On a national and international scale, Nimrod helps new writers find their audiences through publication in our semiannual journal. We offer new and promising work that may be unfamiliar to readers, such as writing from countries not well represented in the American mainstream, writing in translation, and writing from people of under-represented ages, races, and sexual identities. 
On a local scale, we sponsor writing workshops, readings, and classes to help illuminate the writing craft, and to allow readers direct contact with writers both well-known and newly-discovered. Our strong base at The University of Tulsa, as well as our dedicated Advisory Board, allows us to partner with other national and local organizations in many of our programs, reaching writers and readers of all demographics.
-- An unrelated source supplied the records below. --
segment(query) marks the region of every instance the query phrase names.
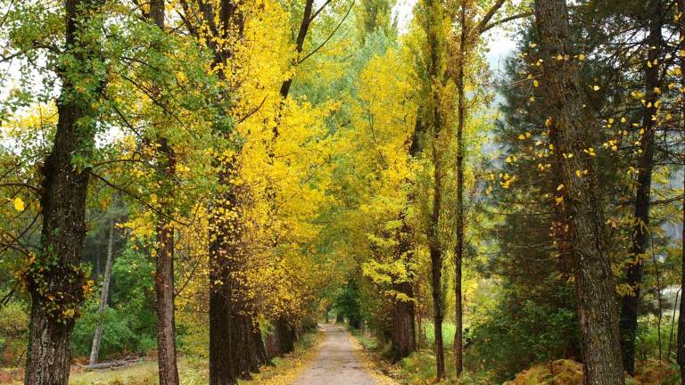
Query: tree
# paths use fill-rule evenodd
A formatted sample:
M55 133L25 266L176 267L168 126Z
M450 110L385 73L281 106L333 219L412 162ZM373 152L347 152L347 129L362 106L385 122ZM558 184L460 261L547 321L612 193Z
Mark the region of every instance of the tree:
M544 63L541 93L549 111L554 160L561 164L561 196L568 221L586 384L623 384L613 275L603 209L597 199L590 125L582 98L565 0L537 0L535 21ZM557 60L561 55L561 60ZM566 57L568 59L566 59ZM578 57L577 55L575 56Z
M648 55L645 61L645 94L647 102L644 106L642 127L644 135L640 140L640 154L638 160L638 185L635 192L634 229L631 254L632 261L626 271L626 283L632 289L632 293L623 296L620 315L621 346L623 357L623 368L629 374L635 374L635 337L638 327L638 305L640 303L640 285L642 282L642 259L649 244L649 198L654 168L655 135L658 90L661 88L662 61L662 29L664 16L659 1L649 3L649 35L647 38Z
M114 221L110 224L109 242L107 242L107 259L104 263L104 275L103 276L103 287L100 294L100 307L97 309L98 315L102 316L107 308L107 299L110 295L110 283L111 283L111 266L114 264ZM97 364L97 358L100 355L100 341L103 338L103 328L104 324L99 320L95 333L93 336L93 347L90 349L89 365Z
M71 332L88 288L79 262L86 236L88 158L104 85L99 41L102 5L101 0L68 0L64 6L62 95L54 146L43 169L40 250L25 276L31 294L27 385L66 385Z

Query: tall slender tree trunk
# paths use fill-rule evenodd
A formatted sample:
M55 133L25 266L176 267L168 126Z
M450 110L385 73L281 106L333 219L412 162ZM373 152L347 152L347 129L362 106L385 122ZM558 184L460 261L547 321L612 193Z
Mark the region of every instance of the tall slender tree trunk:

On a personal scale, we continue our longstanding dedication to a full review of every submission to Nimrod by at least two readers from our Editorial Board.  We also remain committed to responding personally to the hundreds of submissions we receive, often offering direct editorial feedback geared to helping writers expand their craft. 
Nimrod supports and defends the literary tradition of small magazines, spotlighting lesser-known poets and writers and providing foundations for their literary careers. We promote a living literature, believing that it is possible to search for, recognize, and reward contemporary writing of imagination, substance, and skill.
Nimrod was founded at The University of Tulsa in 1956 as an outlet for student creative writing and art; over the next two decades it developed into a nationally and internationally acclaimed literary journal.   In 1978, Nimrod moved to The Arts and Humanities Council of Tulsa for seventeen years. In 1996, Nimrod returned to The University of Tulsa, its original home. 
Since its beginning, Nimrod has attracted original work from such renowned writers as Michael Blumenthal, Mahmud Darwish, Mark Doty, Rita Dove, S. E. Hinton, Sue Monk Kidd, Maxine Kumin, Stanley Kunitz, Ursula K. LeGuin, Denise Levertov, Pablo Neruda, Alicia Ostriker, Linda Pastan, Octavio Paz, Isaac Bashevis Singer, William Stafford, and Mark Strand, among many others.
Nimrod now averages 225 pages per issue, perfect-bound, with a four-color cover. When we look at the earliest issues of Nimrod— 32 pages stapled together—we see how far we have come. Selections from Nimrod have been included in The Best American Short Stories, Best Stories from the South, New Voices in American Fiction, New Voices: Poetry Prizes, Best American Poetry, and many other noted anthologies published by major presses. Nimrod itself has won awards from The Council of Literary Magazines & Presses, General Electric, The National Endowment for the Arts, and others.
Visual art has always been a valued complement to the written work, and here too, we boast discovery. As early as 1960, Nimrod published Daniel Lang, John McClurg, Johnny Arthur, Glenn Godsey, Alexandre Hogue (drawings and poetry), Olivia Hogue, Allan Houser—and a young R. C. Gorman, exhibiting some of his finest work.
In addition to the twice-yearly journal, Nimrod also offers programs for writers in Oklahoma and beyond. Our Conference for Readers & Writers, held each October, brings well-known and talented writers to Tulsa to teach classes in poetry, fiction, nonfiction, memoir, fantasy, and more. We hold a reading each spring to celebrate National Poetry Month and share selections from Nimrod’s spring issue with the community in multi-media productions that are attracting larger audiences each year. Nimrod also initiated the Living Newspaper Project, a cross-generational approach that brings together students and senior citizens to share stories and writing and which still continues at Tulsa area schools.